Teck Resources beat Q1 profit expectations, reporting adjusted EPS of $1.75 versus $1.15 consensus, supported by a 36.7% year-over-year surge in copper prices. Copper production rose 32% to 140,000 tons and sales jumped 46% to 155,000 tons, while the company warned the Middle East conflict will lift freight and explosives costs into Q2. The proposed US$53 billion merger with Anglo American remains on track pending regulatory approval.

Analysis

TECK is getting a near-term earnings tailwind from both price and volume, but the bigger story is that its copper optionality is now functioning like a levered call on a structural deficit.
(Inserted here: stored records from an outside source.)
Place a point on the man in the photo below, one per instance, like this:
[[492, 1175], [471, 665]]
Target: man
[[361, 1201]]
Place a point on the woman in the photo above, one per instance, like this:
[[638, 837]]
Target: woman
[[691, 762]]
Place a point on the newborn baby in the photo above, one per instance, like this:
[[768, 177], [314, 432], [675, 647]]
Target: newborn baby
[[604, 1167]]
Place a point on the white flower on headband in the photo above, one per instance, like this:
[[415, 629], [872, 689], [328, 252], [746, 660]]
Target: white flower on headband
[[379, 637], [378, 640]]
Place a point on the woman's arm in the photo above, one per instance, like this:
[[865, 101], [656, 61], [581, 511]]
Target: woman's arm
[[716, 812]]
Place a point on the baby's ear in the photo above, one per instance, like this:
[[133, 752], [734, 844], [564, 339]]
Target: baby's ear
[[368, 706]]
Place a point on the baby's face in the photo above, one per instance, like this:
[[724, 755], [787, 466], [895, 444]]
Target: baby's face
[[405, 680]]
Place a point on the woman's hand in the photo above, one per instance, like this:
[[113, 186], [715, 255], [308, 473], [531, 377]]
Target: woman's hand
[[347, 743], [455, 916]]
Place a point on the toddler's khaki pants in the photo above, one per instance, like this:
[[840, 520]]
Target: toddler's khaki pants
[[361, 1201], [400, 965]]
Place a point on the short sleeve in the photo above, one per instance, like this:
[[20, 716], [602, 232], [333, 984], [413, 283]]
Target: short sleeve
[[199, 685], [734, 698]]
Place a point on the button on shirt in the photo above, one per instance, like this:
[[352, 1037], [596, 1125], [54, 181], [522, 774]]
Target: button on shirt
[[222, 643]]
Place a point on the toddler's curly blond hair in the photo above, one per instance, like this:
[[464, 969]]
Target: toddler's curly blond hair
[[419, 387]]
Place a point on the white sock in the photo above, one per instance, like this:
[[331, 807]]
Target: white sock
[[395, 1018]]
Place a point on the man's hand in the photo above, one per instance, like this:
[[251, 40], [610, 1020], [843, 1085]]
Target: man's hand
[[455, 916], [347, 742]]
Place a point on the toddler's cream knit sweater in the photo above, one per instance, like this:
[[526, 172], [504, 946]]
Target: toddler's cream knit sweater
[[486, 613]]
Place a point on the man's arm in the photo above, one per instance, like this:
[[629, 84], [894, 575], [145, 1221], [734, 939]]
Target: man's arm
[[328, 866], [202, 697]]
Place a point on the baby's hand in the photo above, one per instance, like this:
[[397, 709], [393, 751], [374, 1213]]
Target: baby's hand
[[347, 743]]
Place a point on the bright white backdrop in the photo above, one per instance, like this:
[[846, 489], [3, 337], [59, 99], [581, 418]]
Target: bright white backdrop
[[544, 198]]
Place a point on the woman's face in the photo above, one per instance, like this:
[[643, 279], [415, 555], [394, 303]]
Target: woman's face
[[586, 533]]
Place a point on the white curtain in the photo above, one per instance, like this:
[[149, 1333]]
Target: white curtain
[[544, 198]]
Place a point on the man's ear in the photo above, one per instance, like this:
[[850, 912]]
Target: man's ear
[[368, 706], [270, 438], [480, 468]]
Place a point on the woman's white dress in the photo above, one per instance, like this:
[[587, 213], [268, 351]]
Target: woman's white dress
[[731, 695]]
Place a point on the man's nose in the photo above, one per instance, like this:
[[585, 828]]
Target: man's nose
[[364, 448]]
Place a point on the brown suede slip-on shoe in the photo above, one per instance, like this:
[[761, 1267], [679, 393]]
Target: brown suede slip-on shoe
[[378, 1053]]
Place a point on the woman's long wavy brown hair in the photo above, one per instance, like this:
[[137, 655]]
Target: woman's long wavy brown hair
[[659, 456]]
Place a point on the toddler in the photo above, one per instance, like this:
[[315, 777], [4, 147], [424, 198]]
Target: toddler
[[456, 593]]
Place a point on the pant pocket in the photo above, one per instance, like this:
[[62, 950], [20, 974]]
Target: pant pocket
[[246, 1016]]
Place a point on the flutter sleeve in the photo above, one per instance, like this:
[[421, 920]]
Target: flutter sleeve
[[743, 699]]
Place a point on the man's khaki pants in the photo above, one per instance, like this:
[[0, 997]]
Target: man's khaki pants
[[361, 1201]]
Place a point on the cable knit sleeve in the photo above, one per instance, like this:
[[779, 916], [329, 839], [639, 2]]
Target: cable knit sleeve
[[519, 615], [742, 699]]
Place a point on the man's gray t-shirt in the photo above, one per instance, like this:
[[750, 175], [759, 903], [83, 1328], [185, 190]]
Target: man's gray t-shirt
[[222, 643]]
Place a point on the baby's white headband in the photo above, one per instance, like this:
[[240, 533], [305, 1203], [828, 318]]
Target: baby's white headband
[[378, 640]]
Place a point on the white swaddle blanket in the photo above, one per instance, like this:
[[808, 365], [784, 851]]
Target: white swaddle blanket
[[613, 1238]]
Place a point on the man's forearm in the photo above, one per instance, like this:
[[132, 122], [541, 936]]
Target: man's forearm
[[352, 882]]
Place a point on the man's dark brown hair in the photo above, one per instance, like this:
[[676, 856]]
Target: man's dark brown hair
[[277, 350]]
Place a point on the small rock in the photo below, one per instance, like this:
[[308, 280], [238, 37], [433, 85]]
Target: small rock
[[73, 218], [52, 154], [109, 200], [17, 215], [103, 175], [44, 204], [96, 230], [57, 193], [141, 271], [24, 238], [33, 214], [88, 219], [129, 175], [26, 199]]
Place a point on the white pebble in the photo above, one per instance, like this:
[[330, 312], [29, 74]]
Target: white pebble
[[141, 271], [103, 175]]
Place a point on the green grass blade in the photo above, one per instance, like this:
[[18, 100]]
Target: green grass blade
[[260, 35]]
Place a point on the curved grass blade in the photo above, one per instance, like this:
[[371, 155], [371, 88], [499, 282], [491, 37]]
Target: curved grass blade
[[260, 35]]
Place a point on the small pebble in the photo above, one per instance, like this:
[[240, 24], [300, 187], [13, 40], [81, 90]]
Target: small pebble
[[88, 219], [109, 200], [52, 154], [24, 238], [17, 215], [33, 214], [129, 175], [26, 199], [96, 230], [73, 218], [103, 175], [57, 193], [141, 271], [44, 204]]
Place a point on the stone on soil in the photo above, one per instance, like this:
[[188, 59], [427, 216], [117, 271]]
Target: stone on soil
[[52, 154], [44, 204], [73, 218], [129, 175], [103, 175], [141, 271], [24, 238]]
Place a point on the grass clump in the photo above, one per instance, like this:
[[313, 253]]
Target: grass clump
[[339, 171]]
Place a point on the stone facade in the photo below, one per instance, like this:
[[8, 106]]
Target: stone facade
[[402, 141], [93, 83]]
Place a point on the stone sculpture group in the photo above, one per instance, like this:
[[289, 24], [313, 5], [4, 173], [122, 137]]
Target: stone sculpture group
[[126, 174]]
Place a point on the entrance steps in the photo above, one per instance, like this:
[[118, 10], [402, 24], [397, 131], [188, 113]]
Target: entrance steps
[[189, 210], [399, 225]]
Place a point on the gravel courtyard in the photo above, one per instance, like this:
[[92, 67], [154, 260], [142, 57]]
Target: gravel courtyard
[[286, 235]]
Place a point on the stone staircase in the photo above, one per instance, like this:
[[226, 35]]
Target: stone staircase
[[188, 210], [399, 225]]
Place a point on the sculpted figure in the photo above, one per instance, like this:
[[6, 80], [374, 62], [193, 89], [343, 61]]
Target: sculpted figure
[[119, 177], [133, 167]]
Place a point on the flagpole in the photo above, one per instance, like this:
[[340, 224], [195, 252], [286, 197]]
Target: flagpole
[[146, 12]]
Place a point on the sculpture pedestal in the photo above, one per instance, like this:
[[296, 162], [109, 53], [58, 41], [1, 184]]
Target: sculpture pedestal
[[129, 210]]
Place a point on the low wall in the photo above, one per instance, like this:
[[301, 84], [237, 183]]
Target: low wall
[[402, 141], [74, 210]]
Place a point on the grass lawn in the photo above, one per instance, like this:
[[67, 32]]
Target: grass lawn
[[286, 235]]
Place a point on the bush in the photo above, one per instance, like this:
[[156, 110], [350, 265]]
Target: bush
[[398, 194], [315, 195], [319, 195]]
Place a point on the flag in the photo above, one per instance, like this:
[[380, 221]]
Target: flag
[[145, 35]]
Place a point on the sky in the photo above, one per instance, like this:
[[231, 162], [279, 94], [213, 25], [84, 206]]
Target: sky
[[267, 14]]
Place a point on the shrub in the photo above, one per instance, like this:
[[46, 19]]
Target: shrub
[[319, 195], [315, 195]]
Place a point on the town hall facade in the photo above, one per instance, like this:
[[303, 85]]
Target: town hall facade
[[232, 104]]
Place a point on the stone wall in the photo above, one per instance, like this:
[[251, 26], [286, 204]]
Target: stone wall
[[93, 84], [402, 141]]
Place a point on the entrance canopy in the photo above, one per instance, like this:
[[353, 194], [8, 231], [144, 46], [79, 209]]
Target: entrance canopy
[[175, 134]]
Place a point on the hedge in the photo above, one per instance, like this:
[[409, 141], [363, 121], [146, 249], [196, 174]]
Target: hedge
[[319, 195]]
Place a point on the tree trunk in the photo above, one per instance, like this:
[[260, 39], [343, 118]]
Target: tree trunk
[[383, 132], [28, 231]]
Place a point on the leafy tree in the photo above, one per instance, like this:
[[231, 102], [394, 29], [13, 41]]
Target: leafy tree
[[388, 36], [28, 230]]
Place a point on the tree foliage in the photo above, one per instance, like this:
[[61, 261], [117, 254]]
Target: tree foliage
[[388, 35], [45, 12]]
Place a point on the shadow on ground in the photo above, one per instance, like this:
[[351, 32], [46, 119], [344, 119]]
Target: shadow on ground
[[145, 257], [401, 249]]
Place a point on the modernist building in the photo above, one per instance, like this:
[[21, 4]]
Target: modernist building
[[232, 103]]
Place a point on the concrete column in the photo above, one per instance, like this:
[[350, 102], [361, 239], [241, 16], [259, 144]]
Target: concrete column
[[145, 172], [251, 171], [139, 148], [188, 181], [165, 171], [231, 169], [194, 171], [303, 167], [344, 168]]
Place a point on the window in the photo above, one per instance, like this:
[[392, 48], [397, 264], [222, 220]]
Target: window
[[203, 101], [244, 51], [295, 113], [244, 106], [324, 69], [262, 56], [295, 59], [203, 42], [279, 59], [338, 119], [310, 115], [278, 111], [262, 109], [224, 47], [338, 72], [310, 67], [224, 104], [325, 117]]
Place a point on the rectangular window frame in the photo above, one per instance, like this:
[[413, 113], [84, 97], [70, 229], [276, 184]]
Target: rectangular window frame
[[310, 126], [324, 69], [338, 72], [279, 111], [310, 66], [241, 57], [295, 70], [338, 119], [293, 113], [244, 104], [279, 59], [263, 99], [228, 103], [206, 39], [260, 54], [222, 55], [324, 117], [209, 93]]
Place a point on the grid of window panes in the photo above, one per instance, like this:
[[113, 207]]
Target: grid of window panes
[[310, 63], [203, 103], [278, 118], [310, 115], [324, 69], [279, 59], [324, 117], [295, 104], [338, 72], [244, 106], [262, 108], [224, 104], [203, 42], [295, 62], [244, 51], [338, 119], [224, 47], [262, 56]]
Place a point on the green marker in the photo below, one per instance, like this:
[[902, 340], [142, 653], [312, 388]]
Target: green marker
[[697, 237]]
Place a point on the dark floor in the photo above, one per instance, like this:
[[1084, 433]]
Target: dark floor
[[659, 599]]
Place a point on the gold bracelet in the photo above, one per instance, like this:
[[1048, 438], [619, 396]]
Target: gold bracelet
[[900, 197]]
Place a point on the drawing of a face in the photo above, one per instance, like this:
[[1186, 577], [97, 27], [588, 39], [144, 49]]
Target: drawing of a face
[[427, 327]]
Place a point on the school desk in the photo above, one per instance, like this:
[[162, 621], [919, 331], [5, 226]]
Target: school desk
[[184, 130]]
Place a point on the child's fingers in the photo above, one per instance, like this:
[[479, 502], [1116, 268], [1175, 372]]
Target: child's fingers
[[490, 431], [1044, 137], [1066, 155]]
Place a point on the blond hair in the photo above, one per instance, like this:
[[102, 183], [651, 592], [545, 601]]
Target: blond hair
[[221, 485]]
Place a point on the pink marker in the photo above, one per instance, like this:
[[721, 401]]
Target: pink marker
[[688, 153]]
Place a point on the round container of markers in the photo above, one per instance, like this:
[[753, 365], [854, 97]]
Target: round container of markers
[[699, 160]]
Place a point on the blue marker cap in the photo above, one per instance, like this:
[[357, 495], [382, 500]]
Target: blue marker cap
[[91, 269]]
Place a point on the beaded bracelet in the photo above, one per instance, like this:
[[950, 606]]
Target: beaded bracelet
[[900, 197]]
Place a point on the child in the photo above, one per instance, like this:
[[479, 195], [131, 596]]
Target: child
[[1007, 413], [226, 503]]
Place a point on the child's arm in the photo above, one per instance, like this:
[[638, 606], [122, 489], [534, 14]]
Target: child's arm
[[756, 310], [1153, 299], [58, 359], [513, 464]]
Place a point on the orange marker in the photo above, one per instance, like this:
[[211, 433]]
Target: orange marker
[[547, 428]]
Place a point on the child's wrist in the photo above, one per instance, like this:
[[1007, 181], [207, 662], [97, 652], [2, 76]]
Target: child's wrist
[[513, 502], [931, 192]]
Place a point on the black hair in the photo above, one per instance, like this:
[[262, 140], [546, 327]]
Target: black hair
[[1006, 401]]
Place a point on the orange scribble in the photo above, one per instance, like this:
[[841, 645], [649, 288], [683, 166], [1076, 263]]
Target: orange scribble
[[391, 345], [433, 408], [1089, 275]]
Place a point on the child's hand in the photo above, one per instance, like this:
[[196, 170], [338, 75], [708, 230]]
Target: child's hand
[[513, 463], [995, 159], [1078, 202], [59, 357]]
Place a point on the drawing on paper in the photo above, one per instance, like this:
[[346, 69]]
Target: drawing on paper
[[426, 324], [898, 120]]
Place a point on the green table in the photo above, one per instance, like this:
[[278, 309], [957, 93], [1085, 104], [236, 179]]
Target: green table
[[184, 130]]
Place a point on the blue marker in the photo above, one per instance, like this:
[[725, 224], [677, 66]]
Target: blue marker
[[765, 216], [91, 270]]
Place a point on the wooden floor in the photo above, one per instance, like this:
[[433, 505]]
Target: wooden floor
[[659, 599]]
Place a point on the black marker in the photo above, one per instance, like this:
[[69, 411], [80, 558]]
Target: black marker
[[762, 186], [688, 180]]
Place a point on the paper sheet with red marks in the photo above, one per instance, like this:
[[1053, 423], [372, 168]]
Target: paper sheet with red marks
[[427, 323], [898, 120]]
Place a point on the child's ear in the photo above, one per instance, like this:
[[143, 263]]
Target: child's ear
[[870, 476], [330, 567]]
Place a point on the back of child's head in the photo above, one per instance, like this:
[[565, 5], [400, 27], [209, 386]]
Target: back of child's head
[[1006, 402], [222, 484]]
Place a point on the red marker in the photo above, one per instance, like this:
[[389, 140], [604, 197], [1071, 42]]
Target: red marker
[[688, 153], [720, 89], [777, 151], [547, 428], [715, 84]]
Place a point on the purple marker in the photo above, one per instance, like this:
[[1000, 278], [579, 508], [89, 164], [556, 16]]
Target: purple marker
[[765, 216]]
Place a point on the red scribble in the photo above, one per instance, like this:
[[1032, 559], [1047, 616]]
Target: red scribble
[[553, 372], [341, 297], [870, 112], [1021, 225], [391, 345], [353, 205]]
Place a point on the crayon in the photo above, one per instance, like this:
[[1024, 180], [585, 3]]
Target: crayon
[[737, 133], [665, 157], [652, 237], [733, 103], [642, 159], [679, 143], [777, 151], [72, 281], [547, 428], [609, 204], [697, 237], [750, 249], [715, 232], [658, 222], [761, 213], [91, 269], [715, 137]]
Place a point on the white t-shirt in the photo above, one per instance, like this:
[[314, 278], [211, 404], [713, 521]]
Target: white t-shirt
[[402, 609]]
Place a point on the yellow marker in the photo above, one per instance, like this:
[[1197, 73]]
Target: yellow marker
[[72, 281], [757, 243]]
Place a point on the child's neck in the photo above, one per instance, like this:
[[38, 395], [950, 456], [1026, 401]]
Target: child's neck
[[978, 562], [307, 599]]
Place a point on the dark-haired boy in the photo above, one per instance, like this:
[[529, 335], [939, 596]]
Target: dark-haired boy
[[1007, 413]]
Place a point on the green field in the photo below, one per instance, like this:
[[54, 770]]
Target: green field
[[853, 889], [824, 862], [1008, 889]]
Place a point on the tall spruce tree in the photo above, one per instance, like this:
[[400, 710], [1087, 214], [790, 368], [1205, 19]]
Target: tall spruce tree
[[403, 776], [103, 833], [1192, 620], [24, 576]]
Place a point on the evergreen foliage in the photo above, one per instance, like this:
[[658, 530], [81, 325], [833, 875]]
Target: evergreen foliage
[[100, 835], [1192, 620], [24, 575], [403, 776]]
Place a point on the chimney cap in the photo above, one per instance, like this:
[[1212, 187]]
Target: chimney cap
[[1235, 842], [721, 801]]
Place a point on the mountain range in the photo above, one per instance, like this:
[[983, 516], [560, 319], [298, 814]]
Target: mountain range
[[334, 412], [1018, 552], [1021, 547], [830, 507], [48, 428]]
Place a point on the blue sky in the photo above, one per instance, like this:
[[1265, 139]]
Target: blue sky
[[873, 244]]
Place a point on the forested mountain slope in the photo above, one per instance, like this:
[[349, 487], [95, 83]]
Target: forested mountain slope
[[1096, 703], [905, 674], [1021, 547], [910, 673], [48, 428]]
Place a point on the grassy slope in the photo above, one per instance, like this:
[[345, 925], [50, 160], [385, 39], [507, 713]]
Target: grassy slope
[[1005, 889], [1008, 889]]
The market is still pricing miners as cyclical beta to China, while the real incremental demand impulse is likely to come from grid upgrades, data-center power buildouts, and defense electrification — end-markets with longer contracting cycles and stickier capex budgets. That shifts the valuation frame: every incremental ton from Quebrada Blanca has more value than the market typically assigns because it arrives into a tighter forward market, not a normalized one. The underappreciated second-order effect is margin dispersion. Higher freight, diesel, and explosives costs will hit Chile-exposed operators first, so the winners are names with lower logistics intensity, stronger in-country power sourcing, or better downstream exposure to copper units. If the merger advances, TECK becomes a cleaner vehicle for copper scarcity exposure, but integration and regulatory timing mean the re-rating may not be linear; the stock can trade on quarterly execution while the strategic asset gets marked on year-ahead supply expectations. The contrarian risk is that consensus is extrapolating peak copper pricing too aggressively off a supply-shock quarter. If Chinese stimulus disappoints or U.S. recession risk dents industrial activity, the market could de-rate copper equities faster than spot copper falls, especially after this strong print. Also, any prolonged freight/diesel inflation can compress EBITDA despite high realized prices, creating a situation where the commodity stays strong but the equity underperforms on cost inflation and M&A overhang.